30 January 2007

Anime, Shm-anime

...okay, okay. I know that anime is the only worthwhile animation around right now for kids and adult geeks alike, but I've gotta say--enough. I'm all for anime in it's best form, i.e. Samurai Champloo, Akira, Steamboy, Porco Rossi and Princess Monoke. But that's really about it. I find the rest of it pretty mundane at best and downright bollocks at worst. And I find the current craze amongst comic fans downright depressing. Instead of going after the best across the board, I see people picking up every mediocre offering out of Japan and worse, fake anime from domestic poseur creators, regardless of quality. Meanwhile I see a lot of worthwhile work being passed by and domestic comic and animation sales drying up.

Here's my take on it. Anime and Manga (the print version of anime) is the media incarnation of fast-food. Just like Micky-Dee's, you have basically the same flavor at every stop and the only difference comes down to individual stores being managed better or worse. From what I've seen, the stories are mainly redundant and the artwork looks so similar that you can't tell one creator from another with some rare exceptions.

Having said that, I have two notable home grown alternatives. First off, check out Avatar: the Last Airbender. Though the form takes liberally from Anime, there is definitely much more creativity and dimension given both to the look and the story, taking from several Asian traditions and mythologies and adding a healthy dose of technology and quest-type adventure, Avatar has strong maleand female characters, morally complicated story lines and three-dimensional villinas. The lessons the cartoon delivers are not only relevant and decidedly un-preachy (no "...and knowing is half the battle! Yo Joe!" in this afterschool offering) but also involve the viewer in the moral decision making.

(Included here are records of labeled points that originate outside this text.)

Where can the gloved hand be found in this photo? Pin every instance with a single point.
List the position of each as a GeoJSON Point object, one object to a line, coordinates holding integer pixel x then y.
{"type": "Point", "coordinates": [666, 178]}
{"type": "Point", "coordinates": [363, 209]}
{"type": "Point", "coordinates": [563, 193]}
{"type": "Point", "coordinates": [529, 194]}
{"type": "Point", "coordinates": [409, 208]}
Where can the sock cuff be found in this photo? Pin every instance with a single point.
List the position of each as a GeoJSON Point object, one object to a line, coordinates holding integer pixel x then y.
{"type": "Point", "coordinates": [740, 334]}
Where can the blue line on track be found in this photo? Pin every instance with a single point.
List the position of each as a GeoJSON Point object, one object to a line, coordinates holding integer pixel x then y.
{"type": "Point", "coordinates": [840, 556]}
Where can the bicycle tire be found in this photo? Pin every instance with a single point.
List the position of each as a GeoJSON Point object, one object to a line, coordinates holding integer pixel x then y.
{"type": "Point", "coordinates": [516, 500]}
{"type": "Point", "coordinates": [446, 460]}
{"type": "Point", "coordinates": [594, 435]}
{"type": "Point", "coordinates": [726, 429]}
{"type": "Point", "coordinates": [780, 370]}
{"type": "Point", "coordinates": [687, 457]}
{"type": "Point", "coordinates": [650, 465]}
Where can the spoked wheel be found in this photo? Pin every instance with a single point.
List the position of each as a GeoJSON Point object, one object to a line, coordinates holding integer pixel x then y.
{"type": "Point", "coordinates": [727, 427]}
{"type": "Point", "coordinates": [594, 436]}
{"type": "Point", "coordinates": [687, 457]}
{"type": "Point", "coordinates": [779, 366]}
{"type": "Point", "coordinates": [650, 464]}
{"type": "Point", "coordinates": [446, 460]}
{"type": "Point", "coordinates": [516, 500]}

The second reccommendation is actually two: Ben 10 and Teen Titans. As a fan of all things retro-futuristic, Ben 10 and the Teen Titans supply all the stylized, flashy and three-color glory of the pulps and comic books of days past. Both recall the era that gave us the originals from Stan Lee, Jack Kirby, Seigel and Shuster, Bob kane and all the rest. Throw in a liberal dose of Cold War-era paranoia, giant monster chic and 50s pop illustration and you've got it. Both shows look fantastic, are genuinely engaging and strip away the convuluted, thousand-character casts of many of the comics out there right now.